Fishes: Hybodus, Acanthorhina, Myriacanthus, Lepidotes, Dapedium, Pthcholepis, Pachycormus, Caturus, Hypsocormus, Pholidophorus, Sauropsis, Tetragonolepis, Saurorhynchus, Leptolepis, Thrissops.
Fishes of all classes have been discovered in exquisite states of preservation. Hybodont sharks have two 'fin spines' that supported dorsal fins. Most of the fish would have lived in the oxygen-rich water column but a small number are considered allochthonous such as the holostean fish Lepidotes because they are typical of fresh water environments. The outer layer of this fish's scales consists of enamel-like material. Soft-body outlines are known from hybodont sharks, and other fishes in the posidonia shale.
Skeleton of a Plesiosaur, Plesiosaurus dolichodeirus. 2.4m long. Photo by A.S. Smith, taken in the Hauff Museum, Germany. Skeleton of a pliosaur, Hauffiosaurus (Wrongly labelled Thaumatosaurus). 2.5m long. Photo by A.S. Smith, taken in the Hauff Museum, Germany. The ganoid fish, Lepidotes. 54cm long. Photo by Marion Klahm, taken in the Werkforum, Germany. Used with permission.
Skull of the ichthyosaur Leptopterygius. 1. 12m long Photo by Marion Klahm, taken in the Werkforum, Germany. Used with permission.
Otozamites, Pterophyllum, Pachypteris, Pagiophyllum, Widdringtonites, Ginko.
Fossil trunks, similar to living araucarias were deposited after being transported by rivers from the land about 100 km to the south. The presence of an epifauna of crinoids and bivalves indicates that logs drifted at the surface for several months or even years. The only known autochthonous flora is the coccolithophorids, Schizospaerella and Noellithina.

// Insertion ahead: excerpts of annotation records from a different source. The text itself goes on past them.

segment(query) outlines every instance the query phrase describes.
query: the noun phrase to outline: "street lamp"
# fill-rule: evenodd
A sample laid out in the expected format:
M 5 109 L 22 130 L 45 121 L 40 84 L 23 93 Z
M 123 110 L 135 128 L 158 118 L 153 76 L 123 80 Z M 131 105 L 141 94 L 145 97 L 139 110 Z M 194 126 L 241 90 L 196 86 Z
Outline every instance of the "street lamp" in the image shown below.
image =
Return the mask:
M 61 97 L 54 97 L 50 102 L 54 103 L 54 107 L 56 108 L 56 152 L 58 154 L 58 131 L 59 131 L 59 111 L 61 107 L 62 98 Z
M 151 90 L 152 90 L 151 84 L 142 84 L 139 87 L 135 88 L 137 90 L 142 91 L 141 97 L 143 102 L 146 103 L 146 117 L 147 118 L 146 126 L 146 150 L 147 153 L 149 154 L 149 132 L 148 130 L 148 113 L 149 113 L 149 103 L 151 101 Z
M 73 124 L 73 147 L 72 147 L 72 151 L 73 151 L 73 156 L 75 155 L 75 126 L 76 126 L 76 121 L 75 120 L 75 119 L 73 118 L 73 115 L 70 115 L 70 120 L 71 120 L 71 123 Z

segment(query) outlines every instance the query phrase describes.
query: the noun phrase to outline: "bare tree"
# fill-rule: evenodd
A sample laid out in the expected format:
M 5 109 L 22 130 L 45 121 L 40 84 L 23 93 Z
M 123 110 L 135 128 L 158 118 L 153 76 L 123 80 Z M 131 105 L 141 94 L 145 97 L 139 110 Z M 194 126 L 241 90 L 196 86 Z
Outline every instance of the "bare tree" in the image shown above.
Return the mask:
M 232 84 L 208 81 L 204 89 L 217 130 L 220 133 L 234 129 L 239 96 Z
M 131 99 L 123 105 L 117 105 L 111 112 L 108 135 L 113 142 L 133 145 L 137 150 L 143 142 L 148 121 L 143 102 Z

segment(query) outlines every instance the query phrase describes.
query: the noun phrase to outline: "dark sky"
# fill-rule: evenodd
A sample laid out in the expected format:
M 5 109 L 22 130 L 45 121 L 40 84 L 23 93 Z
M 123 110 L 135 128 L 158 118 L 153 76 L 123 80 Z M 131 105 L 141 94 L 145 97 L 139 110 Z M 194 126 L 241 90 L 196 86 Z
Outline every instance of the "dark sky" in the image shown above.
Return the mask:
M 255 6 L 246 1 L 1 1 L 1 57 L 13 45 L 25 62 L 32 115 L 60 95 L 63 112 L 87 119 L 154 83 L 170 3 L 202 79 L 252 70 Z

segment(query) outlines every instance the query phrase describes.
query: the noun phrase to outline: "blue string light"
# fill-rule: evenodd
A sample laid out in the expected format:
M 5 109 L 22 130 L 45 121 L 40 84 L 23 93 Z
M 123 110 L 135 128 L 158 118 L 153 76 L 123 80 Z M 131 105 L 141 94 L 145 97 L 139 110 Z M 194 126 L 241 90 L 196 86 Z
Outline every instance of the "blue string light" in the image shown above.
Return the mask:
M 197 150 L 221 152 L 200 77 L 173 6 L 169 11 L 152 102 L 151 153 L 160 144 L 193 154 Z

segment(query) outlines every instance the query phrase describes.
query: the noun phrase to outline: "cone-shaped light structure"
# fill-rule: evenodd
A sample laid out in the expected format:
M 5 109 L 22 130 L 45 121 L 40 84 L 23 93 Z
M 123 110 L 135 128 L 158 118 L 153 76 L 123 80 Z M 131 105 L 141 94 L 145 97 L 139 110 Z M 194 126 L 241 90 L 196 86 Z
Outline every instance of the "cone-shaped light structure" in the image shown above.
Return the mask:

The water column would have been very rich in algae such as Nostocopsis.
Coprolites have been identified as ichthyosaur or crocodile, they contain bones and fish scales. Predation is indicated in the deposit too, one fish exhibits a line of shallow holes where it has been bitten by a crocodile. The aperture of many ammonites has a regular slit interpreted as the action of decapod crustaceans. Chondrites is a small dichotomising (branching) trace fossil, probably created by a worm, that occurs at some horizons where oxygen would have been sufficient for survival.